Donald Trump fantasized about guns being put in the face of former Rep. Liz Cheney during a campaign event on Thursday night.
“She’s a radical war hawk. Let’s put her where the rifle’s standing there with nine barrels shooting at her, okay? Let’s see how she feels about—you know when the guns are trained on her face,” Trump said.
Cheney responded to Trump’s comments after the video was posted online.
“This is how dictators destroy free nations,” she wrote on X. “They threaten those who speak against them with death. We cannot entrust our country and our freedom to a petty, vindictive, cruel, unstable man who wants to be a tyrant.”
Ian Sams, a senior adviser for the Harris-Walz campaign, slammed Trump’s remarks in an appearance on MSNBC’s “Morning Joe” on Friday morning.
“Think about the contrast between these two candidates: You have Donald Trump, who’s talking about sending a prominent Republican to the firing squad and you have Vice President [Kamala] Harris talking about sending one to her Cabinet,” Sams said.
Trump’s comments come just days after he attempted to cast himself as a “protector” of women, “whether the women like it or not.” The venue for Trump’s attack on Cheney was an interview with disgraced former Fox News host Tucker Carlson, who has a long history of misogynist remarks.
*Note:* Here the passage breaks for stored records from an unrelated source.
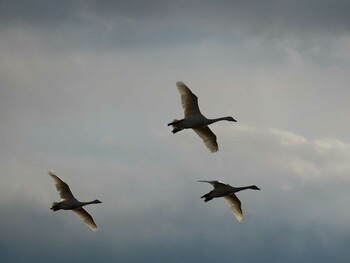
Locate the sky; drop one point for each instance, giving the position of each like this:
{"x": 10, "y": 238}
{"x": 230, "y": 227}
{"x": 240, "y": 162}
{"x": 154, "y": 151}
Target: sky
{"x": 87, "y": 89}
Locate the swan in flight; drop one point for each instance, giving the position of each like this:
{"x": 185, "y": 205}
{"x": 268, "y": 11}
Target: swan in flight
{"x": 69, "y": 202}
{"x": 228, "y": 193}
{"x": 194, "y": 119}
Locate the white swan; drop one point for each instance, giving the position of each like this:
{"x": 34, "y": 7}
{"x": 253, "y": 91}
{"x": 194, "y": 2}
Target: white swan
{"x": 194, "y": 119}
{"x": 227, "y": 192}
{"x": 70, "y": 203}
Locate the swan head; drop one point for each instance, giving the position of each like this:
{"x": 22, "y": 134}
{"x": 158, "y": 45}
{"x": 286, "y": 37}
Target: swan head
{"x": 229, "y": 118}
{"x": 254, "y": 187}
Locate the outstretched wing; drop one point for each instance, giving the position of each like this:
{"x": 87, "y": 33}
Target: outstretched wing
{"x": 86, "y": 217}
{"x": 208, "y": 138}
{"x": 189, "y": 101}
{"x": 235, "y": 206}
{"x": 215, "y": 184}
{"x": 62, "y": 187}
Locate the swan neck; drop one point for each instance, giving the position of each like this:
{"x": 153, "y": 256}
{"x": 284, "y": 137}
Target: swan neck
{"x": 218, "y": 119}
{"x": 243, "y": 188}
{"x": 88, "y": 203}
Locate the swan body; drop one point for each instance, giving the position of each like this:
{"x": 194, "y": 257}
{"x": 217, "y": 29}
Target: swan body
{"x": 228, "y": 193}
{"x": 194, "y": 119}
{"x": 69, "y": 202}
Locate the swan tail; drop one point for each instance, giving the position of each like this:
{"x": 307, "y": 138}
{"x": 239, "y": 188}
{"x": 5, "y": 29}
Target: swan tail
{"x": 55, "y": 206}
{"x": 174, "y": 122}
{"x": 175, "y": 130}
{"x": 207, "y": 197}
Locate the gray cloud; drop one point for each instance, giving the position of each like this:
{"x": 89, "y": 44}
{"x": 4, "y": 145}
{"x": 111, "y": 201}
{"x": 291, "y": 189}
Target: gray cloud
{"x": 161, "y": 23}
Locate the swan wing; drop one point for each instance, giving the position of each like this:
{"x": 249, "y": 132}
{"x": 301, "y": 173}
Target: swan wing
{"x": 62, "y": 188}
{"x": 235, "y": 206}
{"x": 86, "y": 217}
{"x": 189, "y": 101}
{"x": 208, "y": 138}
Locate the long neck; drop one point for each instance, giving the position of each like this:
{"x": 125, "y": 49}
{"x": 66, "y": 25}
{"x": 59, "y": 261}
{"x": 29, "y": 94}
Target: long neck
{"x": 237, "y": 189}
{"x": 219, "y": 119}
{"x": 88, "y": 203}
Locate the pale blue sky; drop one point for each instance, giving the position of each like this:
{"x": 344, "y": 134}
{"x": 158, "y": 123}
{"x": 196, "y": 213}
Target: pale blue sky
{"x": 87, "y": 88}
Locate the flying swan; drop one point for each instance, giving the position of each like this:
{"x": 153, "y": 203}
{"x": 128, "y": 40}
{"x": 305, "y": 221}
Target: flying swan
{"x": 194, "y": 119}
{"x": 228, "y": 193}
{"x": 68, "y": 202}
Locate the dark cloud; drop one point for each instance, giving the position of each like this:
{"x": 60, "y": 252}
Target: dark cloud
{"x": 256, "y": 17}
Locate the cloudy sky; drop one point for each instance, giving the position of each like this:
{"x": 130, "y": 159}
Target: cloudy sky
{"x": 87, "y": 88}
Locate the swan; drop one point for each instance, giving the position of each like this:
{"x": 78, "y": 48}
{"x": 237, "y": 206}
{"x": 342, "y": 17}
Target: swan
{"x": 228, "y": 193}
{"x": 194, "y": 119}
{"x": 69, "y": 202}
Trump has expressed anger at Cheney for crossing the aisle and endorsing Harris’ presidential campaign. Cheney has said she backs Harris, despite disagreeing with her on a host of issues, because Trump represents a threat to American democracy.
At a campaign event in Wisconsin in early October, Cheney specifically called out Trump’s actions during and after the Jan.6, 2021, attack on the U.S. Capitol.
“He praised the rioters. He did not condemn them. That’s who Donald Trump is.”
Cheney was the vice chair of the Jan. 6 congressional committee that investigated the attack and was one of only two Republicans (the other was former Rep. Adam Kinzinger) willing to cross the aisle to do so. She was later defeated in Wyoming’s Republican congressional primary by a pro-Trump Republican, Rep. Harriet Hageman.
Both Cheney and Kinzinger also voted to impeach Trump for his role in inciting the Capitol attack. The vote was Trump’s second impeachment.
The former representatives are joined by a host of former Republican officials—including some who served in Trump’s administration—who are now supporting Harris’ campaign.